OSHA, PERSONAL INJURY AND WORKERS’ COMPENSATION
Posted in medical treatment on November 24, 2020
Odds are if you have recently started a job or have been working for years, you were required to have training as it relates to OSHA and the protocols in place for your workplace. OSHA stands for the Occupational Safety and Health Administration. OSHA is the governing agency that was established after the passing of the Occupational Safety and Health Act in 1970. It is a federally regulated agency that has established guidelines and standards that were put in place to ensure safety and health of workers from exposure to dangerous chemicals and various other workplace hazards. Most employers have an OSHA compliance officer that keeps the records current and up to date while also making sure that the protocols in place to protect workers are being followed and regularly inspected to ensure that standards are met. So, what does all this mean in relation to personal injury and workers’ compensation?
WORKERS’ COMPENSATION VS. PERSONAL INJURY
Workers compensation is defined as a system of compensation which allows employees who are injured at work to obtain payment for lost wages, medical costs and occupational rehabilitation expenses without regard to their personal negligence or fault.
Personal injury is defined as a person’s body, mind, or emotions are injured as a result of the negligence, carelessness, or wrongful conduct of another person.

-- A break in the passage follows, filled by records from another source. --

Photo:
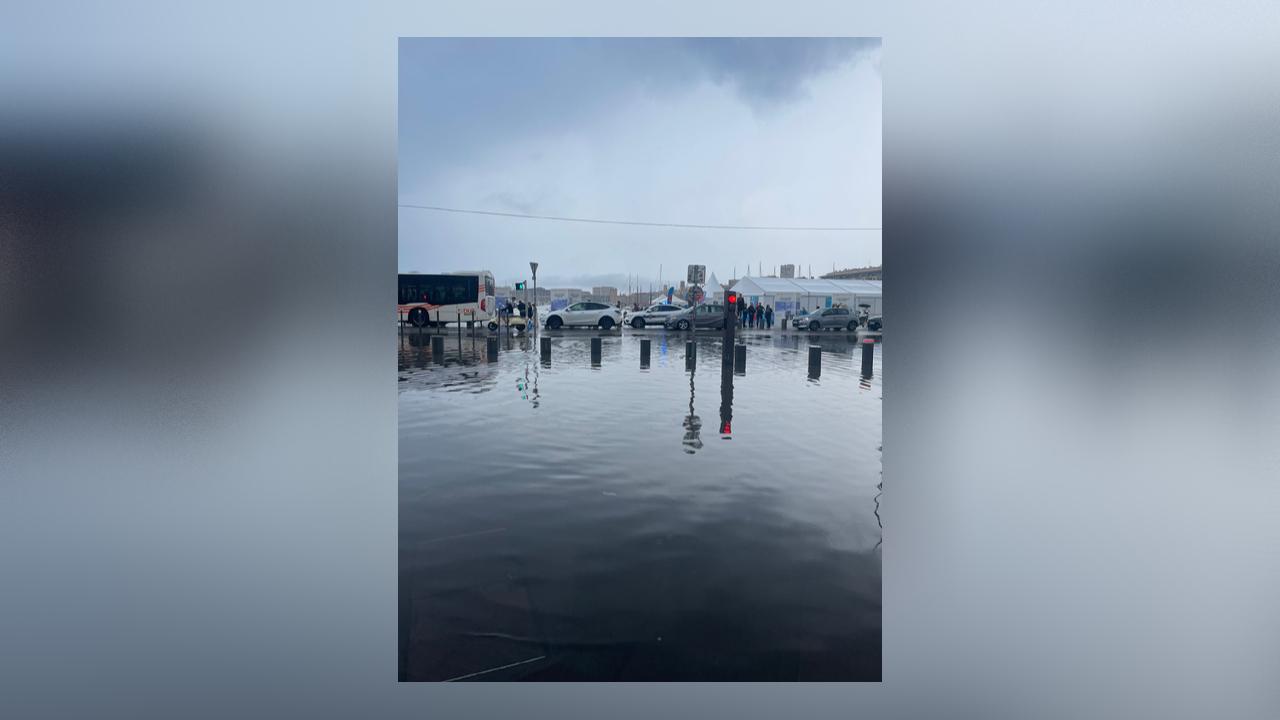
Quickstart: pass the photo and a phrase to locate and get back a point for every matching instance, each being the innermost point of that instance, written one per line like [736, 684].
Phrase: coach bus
[448, 297]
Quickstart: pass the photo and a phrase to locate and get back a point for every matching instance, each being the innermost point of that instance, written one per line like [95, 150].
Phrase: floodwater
[603, 522]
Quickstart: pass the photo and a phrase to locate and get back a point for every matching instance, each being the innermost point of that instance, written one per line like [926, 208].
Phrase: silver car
[654, 314]
[698, 315]
[831, 318]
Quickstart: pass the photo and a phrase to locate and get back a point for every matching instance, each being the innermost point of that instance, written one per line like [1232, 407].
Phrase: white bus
[448, 297]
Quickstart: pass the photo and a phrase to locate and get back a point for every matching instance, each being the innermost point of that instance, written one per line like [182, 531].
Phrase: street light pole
[534, 315]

Two very different names for a classification of injury that can be applied to the same event. Generally, workers’ compensation falls under the umbrella of injuries that occur while in the line of duty and the employee may be asked to submit blood or urine samples to ensure that there the employee was not under the influence that would impair judgement releasing the employer of responsibility for the injury. When thinking of personal injury in regard to the workplace, this can occur when someone is injured by someone else while that person is in the course of his job. With regards to OSHA, both types of law can be applied if it is discovered that your employer was not following protocol and established guidelines to ensure your personal health and safety.
WHEN TO REPORT INJURY TO OSHA
When you are injured in the workplace or have an exposure to a dangerous substance that requires you to have treatment beyond basic first aid, the injury and circumstances surrounding the injury need to be reported to your OSHA compliance officer at work, as well as documented by your doctor that there was a breakdown of protocol and your injury was a direct result of that protocol not being followed.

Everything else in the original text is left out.